The origin of this phenomenon is mainly generated by the consolidation of a group of architects from the generation that starts its professional life at the beginning of the 90s.
At that time diverse factors were met which generated the actual situation; a strong and stable economy within the Latin American context, plus the return of democracy and political stability. This established an ideal context to start working on new development projects, in a country that opened itself to the world and grew at accelerated rhythm.
At the beginning, the work of the architects was principally determined by the strong real-estate market and the assignments of single-family houses of the highest socio-economical stratum, then starting to generate the first Chilean architecture apparitions in the global editorial industry.

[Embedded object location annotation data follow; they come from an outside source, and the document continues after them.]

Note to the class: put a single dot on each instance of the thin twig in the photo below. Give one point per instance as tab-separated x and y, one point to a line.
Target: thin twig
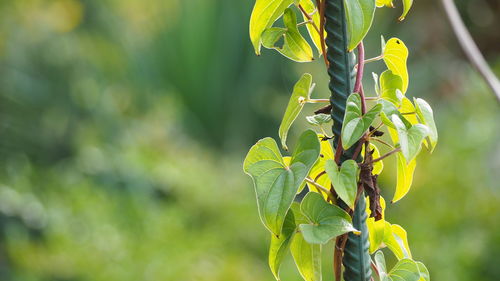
470	48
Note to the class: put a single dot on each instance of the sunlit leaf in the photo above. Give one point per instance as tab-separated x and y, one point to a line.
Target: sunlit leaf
344	180
307	256
319	119
301	93
310	8
280	244
397	241
359	15
389	86
264	14
395	56
275	183
376	229
404	270
318	173
295	47
326	221
404	176
355	124
426	116
410	139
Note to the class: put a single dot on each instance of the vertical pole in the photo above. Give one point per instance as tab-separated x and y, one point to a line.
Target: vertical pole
356	258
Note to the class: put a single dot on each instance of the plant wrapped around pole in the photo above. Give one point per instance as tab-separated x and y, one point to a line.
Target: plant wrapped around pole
356	258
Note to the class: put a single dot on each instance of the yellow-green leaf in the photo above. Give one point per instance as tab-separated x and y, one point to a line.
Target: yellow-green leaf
301	93
310	8
344	180
275	183
295	47
307	256
280	244
359	15
404	176
395	57
264	14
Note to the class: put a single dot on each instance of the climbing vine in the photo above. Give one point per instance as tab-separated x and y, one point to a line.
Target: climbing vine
337	179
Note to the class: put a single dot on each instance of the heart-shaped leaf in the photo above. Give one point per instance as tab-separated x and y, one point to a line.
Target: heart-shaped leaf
280	244
264	14
404	176
326	221
310	8
307	256
276	183
355	124
395	56
404	270
301	93
295	47
426	116
345	180
411	139
390	87
359	16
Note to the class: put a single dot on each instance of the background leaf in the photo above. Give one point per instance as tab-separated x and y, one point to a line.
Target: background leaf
395	56
264	14
275	183
301	93
359	14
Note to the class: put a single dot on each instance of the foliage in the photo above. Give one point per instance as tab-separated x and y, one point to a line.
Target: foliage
326	210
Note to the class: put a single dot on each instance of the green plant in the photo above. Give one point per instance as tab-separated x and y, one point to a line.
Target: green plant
336	178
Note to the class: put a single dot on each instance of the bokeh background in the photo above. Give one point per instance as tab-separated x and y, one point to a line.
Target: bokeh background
124	124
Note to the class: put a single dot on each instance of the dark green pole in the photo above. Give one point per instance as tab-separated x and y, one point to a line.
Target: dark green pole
356	258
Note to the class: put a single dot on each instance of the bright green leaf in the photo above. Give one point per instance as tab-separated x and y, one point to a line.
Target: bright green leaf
396	239
389	86
404	176
355	124
264	14
319	119
295	47
395	56
301	93
280	244
424	273
359	15
404	270
307	256
310	8
326	221
426	116
344	180
411	139
275	183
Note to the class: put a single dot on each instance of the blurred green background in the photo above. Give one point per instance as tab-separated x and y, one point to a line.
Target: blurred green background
124	124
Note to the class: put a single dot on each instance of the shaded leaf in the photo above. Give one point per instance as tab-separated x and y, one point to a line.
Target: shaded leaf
280	244
410	139
326	221
355	124
301	93
275	183
264	14
307	256
359	16
395	56
344	180
426	116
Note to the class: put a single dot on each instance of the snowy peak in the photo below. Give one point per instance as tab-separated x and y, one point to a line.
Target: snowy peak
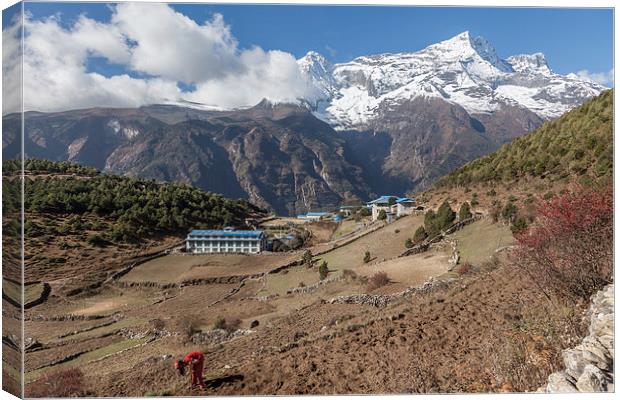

But it was mainly since the year 2000 on, when the local architecture took transcendence at an urban level, when great contests and institutional commissions were generated, enhancing the development of new public spaces and the recovery of emblematic buildings.
Projects like GAM, cultural center at the full center of Santiago, designed by the office Lateral and Cristián Fernández, are representative of a Chilean architect’s generation who got involved with the role of the architect as planner and executor of new urban spaces and buildings that open accesses to culture within the city.
All this Chilean architectural activity finds today in Santiago its principal experimental area, the future of this capital has a good character, charming its inhabitants and visitors, who observe how day by day architecture is gaining space and understanding its fundamental role in the development of this capital, at the foothills of the Andes Mountain Range.